6. Explains phylogenetic & genetic relationships: Most modern systems of classification are based on evolutionary relationships and show the present-day organisms that are both phylogenetically and evolutionary related to their ancestors. Molecular biological studies can explain such a concept of genetic evolution in the phylogenetic tree very easily. For example: 90% of human genes match with cats, Cows share 80% of their genes with humans.
7. Determines Allele Frequencies: By looking at the change in allele frequencies of an organism with that of its ancestral population we can determine if that organism has evolved genetically or not. The frequencies of all the alleles of a given gene often are graphed together as an allele frequency distribution histogram.

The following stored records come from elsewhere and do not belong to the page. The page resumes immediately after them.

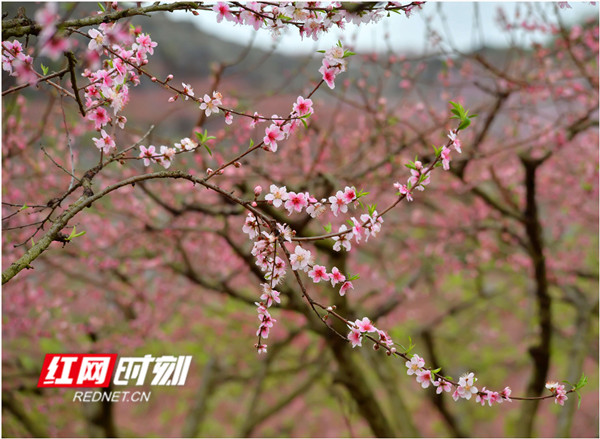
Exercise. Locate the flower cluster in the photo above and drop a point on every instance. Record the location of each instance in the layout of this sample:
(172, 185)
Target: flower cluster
(109, 86)
(210, 104)
(311, 22)
(369, 225)
(165, 155)
(363, 326)
(465, 388)
(296, 202)
(17, 63)
(334, 63)
(281, 129)
(560, 394)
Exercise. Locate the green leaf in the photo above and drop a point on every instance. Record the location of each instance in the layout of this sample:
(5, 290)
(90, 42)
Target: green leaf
(464, 124)
(582, 382)
(74, 234)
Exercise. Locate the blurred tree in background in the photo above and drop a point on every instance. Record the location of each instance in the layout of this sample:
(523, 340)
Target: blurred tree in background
(493, 269)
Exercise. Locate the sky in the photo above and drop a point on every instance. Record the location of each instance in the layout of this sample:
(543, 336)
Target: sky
(469, 25)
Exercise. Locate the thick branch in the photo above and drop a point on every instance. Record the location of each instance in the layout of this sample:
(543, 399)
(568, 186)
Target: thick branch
(540, 353)
(19, 28)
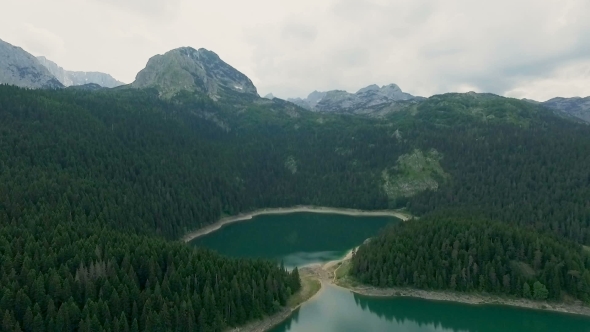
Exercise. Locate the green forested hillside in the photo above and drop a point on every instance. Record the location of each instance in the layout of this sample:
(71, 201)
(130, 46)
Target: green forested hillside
(75, 164)
(463, 253)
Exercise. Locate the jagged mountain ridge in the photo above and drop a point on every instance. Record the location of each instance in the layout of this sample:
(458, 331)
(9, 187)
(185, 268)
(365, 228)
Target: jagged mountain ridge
(70, 78)
(365, 100)
(201, 70)
(20, 68)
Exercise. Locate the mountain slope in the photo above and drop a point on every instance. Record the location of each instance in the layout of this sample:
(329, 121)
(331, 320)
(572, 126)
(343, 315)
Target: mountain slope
(193, 70)
(69, 78)
(577, 107)
(462, 253)
(366, 100)
(17, 67)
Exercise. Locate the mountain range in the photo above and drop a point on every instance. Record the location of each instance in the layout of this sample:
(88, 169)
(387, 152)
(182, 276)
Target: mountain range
(370, 99)
(17, 67)
(69, 78)
(203, 71)
(20, 68)
(193, 70)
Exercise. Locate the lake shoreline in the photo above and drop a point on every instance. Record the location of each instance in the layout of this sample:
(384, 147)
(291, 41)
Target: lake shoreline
(465, 298)
(270, 322)
(295, 209)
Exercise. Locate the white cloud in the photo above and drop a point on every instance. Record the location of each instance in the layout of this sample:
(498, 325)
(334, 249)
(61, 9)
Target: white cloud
(523, 48)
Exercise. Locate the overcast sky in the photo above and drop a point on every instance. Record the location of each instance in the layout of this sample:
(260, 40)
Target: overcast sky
(519, 48)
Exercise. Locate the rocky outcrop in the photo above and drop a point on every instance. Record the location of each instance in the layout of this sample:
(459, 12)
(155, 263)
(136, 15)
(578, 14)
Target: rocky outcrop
(193, 70)
(365, 100)
(20, 68)
(70, 78)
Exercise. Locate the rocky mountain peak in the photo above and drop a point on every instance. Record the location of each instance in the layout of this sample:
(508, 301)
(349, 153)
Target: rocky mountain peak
(74, 78)
(363, 101)
(20, 68)
(186, 68)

And, together with population genetics, it helps determine and study evolutionary genetics precisely.
8. Helps understand the gene pool of a population: Gene Pool is actually the stock of different genes in an interbreeding population. The composition of a population’s gene pool can change over time through genetic evolution which may be due to mutations, natural selection, and genetic drift.
9. Helps understand the genetic drift in a population: Genetic drift is the variation in the relative frequency of different genotypes in a small population, owing to the chance of disappearance of particular genes as individuals die or do not reproduce. Due to genetic drift, the allele frequencies of a population change over generations due to sampling errors thus leading to genetic evolution.